Locate the cutaneous flank muscle (external abdominal oblique) and follow the medial border of the muscle anteriorly until it comes within approximately 3" of the midline. This will be where to place the template.

Brisket

Locate the elbow of the carcass. Draw an imaginary line straight across (medially) to the midline cut. This will be where to place the template.

SAMPLING SITES FOR SALMONELLA TESTING OF SWINE CARCASSES

Belly

Locate the elbow of the carcass. Place the template over this area (armpit) of the belly.

Jowl

Draw an imaginary line from the atlas/axis joint to the ventral midline; all skin below that point will be considered the jowl.

Ham

From the dorsal position, locate the lateral surface of the base of the tail. Place the template over this area of the ham. Do not include the base of the tail.

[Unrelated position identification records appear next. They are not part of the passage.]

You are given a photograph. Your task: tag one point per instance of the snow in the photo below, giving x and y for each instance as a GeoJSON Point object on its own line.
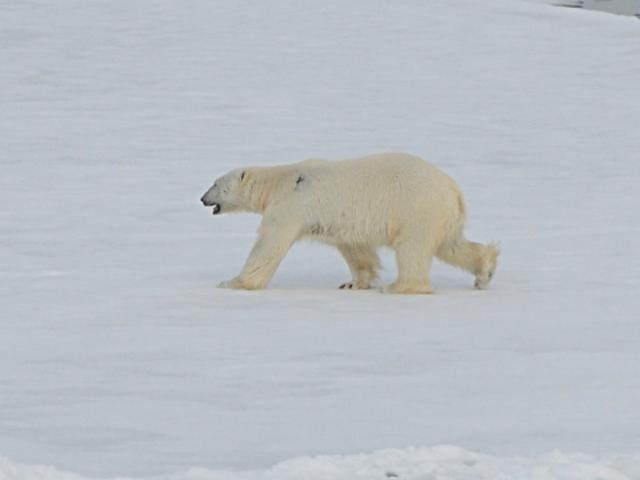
{"type": "Point", "coordinates": [438, 463]}
{"type": "Point", "coordinates": [119, 357]}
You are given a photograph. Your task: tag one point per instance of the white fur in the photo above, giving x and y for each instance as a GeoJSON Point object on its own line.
{"type": "Point", "coordinates": [395, 200]}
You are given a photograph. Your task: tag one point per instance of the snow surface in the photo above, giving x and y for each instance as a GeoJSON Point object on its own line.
{"type": "Point", "coordinates": [118, 356]}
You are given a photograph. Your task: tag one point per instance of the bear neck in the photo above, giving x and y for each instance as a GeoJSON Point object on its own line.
{"type": "Point", "coordinates": [261, 187]}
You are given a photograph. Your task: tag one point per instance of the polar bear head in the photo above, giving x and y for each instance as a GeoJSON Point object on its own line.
{"type": "Point", "coordinates": [228, 193]}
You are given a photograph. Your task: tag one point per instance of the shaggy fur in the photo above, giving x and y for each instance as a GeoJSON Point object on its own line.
{"type": "Point", "coordinates": [357, 205]}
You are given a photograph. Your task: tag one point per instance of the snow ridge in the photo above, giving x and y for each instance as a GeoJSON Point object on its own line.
{"type": "Point", "coordinates": [425, 463]}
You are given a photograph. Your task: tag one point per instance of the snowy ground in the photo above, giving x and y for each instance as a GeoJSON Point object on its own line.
{"type": "Point", "coordinates": [118, 356]}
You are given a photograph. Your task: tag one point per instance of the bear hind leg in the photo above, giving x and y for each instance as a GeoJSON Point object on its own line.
{"type": "Point", "coordinates": [363, 263]}
{"type": "Point", "coordinates": [476, 258]}
{"type": "Point", "coordinates": [414, 262]}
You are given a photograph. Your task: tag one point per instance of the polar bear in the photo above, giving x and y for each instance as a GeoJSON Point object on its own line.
{"type": "Point", "coordinates": [393, 199]}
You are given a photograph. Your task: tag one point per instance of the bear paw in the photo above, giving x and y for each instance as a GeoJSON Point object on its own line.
{"type": "Point", "coordinates": [354, 286]}
{"type": "Point", "coordinates": [408, 289]}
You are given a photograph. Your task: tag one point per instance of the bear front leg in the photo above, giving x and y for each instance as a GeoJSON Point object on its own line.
{"type": "Point", "coordinates": [363, 263]}
{"type": "Point", "coordinates": [265, 257]}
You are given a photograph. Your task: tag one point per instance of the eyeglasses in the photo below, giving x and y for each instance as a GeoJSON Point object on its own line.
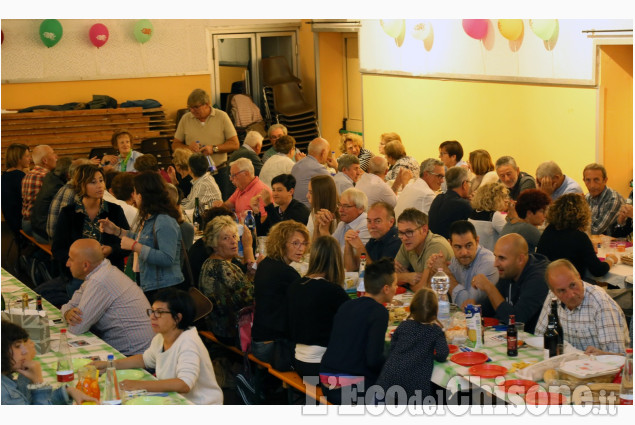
{"type": "Point", "coordinates": [408, 233]}
{"type": "Point", "coordinates": [157, 313]}
{"type": "Point", "coordinates": [345, 206]}
{"type": "Point", "coordinates": [298, 244]}
{"type": "Point", "coordinates": [233, 176]}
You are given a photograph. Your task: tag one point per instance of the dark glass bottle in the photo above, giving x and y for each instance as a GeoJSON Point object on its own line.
{"type": "Point", "coordinates": [551, 339]}
{"type": "Point", "coordinates": [197, 216]}
{"type": "Point", "coordinates": [512, 337]}
{"type": "Point", "coordinates": [554, 312]}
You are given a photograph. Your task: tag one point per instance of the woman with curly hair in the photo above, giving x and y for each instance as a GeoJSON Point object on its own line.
{"type": "Point", "coordinates": [569, 219]}
{"type": "Point", "coordinates": [489, 202]}
{"type": "Point", "coordinates": [351, 143]}
{"type": "Point", "coordinates": [287, 242]}
{"type": "Point", "coordinates": [527, 216]}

SAMPLING SITES FOR SALMONELLA TESTING FOR TURKEY CARCASSES

Back

Locate the tail. The area to sample (5 cm x 10 cm) starts just anteriorly from the tail and extends forward over the vertebral column. The area should be evenly divided on either side of the vertebral column.

Thigh

Locate the hip joint. The area to sample (5 cm x 10 cm) starts at the hip joint and extends laterally and ventrally to cover the thigh area.